Clarke, as choreographer and director, takes the story at face value, and in Patel he has a convincing heroine for whom Gorania is quite understandably willing to sacrifice himself. But in framing the story on the troth between Lehna and Leela Clarke and producer, Akademi, risk subsuming the broader political picture into a romantic evocation of the past. This year marks the centenary of the end of the First World War, and The Troth is part of a cultural outpouring marking its remembrance. Next month, for example, Akram Khan’s full-scale solo Xenos ‘conjures the shell-shocked dream of a colonial soldier in the context of the First World War’ while English National Ballet will reprise its Lest We Forget program in September. The tendency of such works, and of the commemorative purposes underlying them, is to focus on the effects of war rather than on its causes; hence the stories of loss, love, loyalty, heroism and pity (‘The poetry is in the pity’, as Wilfred Owen wrote in a preface to his war poems). And yet in using these emotional stories as a means of memorialization, are we not in danger of forgetting the political forces that engendered them, those same political forces that continue to preside over the act of remembrance?

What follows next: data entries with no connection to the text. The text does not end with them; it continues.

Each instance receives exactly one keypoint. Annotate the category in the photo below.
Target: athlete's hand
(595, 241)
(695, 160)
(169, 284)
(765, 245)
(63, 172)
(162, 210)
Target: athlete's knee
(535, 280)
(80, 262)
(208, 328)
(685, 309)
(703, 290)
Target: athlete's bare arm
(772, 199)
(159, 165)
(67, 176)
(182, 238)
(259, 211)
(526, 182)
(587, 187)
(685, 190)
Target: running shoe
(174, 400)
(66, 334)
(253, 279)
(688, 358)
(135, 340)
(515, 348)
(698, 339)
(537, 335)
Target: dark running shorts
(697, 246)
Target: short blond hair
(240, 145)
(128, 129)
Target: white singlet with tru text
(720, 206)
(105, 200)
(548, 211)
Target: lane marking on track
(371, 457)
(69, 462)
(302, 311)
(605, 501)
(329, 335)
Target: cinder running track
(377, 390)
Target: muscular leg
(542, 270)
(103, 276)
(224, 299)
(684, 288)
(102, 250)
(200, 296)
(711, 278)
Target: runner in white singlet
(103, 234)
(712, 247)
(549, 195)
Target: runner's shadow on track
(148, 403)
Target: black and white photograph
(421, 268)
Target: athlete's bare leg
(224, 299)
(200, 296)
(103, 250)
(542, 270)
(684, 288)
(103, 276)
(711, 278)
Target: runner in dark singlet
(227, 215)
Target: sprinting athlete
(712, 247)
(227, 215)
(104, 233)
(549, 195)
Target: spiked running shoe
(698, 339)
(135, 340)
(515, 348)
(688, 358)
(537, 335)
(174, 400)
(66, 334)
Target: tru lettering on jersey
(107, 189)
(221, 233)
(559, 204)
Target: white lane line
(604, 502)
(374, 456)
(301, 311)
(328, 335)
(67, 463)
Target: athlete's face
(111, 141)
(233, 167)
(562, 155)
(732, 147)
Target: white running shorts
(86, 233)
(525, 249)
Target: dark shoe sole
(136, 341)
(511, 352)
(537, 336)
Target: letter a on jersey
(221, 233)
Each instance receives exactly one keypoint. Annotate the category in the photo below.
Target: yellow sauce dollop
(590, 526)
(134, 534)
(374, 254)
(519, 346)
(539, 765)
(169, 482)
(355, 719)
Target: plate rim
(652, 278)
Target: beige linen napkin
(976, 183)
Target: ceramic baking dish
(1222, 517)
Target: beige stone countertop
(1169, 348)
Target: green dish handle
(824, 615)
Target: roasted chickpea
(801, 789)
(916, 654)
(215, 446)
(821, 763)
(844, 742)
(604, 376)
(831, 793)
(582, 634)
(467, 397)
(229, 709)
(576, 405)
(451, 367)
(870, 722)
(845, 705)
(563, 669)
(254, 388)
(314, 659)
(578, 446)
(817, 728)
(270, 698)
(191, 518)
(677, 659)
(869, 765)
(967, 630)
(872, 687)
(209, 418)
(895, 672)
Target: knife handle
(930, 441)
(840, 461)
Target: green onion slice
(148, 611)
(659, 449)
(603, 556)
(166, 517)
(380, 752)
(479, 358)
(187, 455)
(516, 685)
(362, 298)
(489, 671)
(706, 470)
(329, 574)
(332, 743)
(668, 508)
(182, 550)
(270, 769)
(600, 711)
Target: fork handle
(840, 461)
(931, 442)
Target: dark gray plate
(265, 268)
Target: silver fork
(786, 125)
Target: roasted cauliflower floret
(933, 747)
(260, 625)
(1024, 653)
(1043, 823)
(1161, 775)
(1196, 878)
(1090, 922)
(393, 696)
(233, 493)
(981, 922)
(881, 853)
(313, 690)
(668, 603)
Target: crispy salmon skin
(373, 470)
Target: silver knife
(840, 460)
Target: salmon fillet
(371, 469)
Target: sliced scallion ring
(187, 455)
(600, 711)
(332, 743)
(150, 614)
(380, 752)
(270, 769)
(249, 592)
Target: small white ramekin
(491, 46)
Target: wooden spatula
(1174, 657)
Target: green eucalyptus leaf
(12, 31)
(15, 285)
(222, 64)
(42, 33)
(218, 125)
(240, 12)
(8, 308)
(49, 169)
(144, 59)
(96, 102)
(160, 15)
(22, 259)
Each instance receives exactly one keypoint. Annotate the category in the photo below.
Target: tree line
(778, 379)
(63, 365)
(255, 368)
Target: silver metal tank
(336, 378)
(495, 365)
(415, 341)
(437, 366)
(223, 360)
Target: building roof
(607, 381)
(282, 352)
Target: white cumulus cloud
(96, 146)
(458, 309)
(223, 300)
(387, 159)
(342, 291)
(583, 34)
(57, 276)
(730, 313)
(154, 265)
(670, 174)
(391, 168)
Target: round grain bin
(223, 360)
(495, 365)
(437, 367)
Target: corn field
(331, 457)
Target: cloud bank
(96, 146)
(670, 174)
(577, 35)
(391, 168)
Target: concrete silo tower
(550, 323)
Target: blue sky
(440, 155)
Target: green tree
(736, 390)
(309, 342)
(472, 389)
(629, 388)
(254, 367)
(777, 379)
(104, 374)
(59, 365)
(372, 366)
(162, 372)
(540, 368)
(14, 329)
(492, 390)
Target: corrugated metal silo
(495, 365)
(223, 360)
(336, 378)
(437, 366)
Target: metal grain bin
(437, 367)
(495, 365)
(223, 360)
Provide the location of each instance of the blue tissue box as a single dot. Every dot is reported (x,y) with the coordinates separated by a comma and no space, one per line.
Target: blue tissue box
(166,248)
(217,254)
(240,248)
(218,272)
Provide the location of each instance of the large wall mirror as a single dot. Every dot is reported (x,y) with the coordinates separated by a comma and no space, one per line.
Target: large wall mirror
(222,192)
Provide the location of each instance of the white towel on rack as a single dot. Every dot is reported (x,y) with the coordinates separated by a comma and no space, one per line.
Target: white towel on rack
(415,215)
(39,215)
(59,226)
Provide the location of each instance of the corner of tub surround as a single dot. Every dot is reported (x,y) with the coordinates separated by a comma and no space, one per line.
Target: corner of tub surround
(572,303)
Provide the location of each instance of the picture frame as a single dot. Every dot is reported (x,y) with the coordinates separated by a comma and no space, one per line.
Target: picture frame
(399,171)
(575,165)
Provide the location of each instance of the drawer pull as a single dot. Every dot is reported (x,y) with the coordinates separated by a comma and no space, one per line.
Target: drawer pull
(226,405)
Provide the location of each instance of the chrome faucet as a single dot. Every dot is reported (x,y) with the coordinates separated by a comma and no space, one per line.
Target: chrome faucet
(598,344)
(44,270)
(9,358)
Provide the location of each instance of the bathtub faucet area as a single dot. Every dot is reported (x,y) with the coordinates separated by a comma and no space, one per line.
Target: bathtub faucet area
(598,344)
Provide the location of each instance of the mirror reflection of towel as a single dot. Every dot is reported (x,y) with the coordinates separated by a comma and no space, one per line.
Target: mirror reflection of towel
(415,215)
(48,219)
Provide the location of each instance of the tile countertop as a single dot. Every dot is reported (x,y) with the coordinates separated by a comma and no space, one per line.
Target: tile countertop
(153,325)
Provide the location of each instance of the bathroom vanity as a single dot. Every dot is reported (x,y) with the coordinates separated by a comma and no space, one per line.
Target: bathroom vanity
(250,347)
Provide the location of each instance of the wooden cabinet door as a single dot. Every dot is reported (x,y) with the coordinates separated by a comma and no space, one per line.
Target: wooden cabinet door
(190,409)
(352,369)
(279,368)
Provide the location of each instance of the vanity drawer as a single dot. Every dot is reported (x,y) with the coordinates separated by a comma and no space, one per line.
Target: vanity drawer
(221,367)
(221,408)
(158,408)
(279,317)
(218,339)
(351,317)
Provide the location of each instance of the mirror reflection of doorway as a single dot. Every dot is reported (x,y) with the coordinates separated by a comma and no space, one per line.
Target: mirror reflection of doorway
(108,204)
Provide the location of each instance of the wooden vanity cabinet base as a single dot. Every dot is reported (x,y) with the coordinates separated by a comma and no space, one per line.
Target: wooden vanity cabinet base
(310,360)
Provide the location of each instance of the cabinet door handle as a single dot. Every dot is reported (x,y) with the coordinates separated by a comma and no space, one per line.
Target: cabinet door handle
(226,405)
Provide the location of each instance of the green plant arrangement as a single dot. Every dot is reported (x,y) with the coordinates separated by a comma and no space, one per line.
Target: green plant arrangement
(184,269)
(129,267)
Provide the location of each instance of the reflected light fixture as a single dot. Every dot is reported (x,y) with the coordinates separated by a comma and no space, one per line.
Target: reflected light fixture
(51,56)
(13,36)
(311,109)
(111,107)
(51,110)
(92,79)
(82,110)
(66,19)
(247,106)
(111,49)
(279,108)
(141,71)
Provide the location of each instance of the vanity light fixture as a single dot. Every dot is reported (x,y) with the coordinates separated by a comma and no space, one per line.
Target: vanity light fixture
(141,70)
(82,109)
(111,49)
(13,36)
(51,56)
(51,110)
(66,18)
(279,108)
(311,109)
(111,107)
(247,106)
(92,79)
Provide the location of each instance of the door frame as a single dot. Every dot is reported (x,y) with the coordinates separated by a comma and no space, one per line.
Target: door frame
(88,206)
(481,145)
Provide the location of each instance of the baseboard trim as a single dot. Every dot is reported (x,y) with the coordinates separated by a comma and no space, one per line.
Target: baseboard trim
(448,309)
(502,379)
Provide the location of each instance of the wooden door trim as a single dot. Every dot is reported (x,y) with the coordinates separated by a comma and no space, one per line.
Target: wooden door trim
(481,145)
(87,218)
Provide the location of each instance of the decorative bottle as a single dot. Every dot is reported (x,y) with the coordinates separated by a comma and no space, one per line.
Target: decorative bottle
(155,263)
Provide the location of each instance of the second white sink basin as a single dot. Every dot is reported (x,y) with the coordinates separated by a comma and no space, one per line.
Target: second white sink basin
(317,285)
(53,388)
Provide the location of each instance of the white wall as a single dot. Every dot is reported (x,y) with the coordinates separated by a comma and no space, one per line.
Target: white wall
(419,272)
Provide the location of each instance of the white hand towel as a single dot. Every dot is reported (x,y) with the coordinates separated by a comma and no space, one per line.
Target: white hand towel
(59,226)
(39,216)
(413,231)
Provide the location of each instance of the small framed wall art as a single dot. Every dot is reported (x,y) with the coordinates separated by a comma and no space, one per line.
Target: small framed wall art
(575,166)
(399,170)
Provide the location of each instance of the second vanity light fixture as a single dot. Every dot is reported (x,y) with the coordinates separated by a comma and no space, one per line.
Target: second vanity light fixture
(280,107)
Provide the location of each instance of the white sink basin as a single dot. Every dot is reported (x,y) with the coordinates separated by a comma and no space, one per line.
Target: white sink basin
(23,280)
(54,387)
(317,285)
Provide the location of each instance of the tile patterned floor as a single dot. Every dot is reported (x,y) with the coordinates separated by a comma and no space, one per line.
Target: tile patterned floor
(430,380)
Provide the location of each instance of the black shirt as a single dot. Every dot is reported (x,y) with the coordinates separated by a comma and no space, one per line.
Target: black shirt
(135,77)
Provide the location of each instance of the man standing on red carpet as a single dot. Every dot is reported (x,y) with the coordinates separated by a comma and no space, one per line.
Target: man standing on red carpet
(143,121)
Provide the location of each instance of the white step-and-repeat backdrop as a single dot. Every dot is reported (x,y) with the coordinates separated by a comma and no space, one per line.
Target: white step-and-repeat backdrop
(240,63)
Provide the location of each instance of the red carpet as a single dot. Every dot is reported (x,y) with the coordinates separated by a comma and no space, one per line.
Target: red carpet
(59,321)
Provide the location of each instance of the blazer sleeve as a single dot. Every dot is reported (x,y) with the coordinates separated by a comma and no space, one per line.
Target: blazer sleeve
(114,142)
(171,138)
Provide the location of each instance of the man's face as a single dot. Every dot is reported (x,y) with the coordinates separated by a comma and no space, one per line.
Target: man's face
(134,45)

In Clarke’s previous work, Coal, about the 1984/85 coal miner’s strike, he contextualizes political force by juxtaposing the lives of the miners and their families with an appearance by a belligerent Mrs. Thatcher. It is this tension that holds the work together but in The Troth the use of archival film as historical context is little more than background and barely offsets the lack of narrative tension in the story. Perhaps Clarke could have found a way to use the political metaphor in the story but that would have run the risk of a post-colonial reading at odds with the commemorative intention of the work.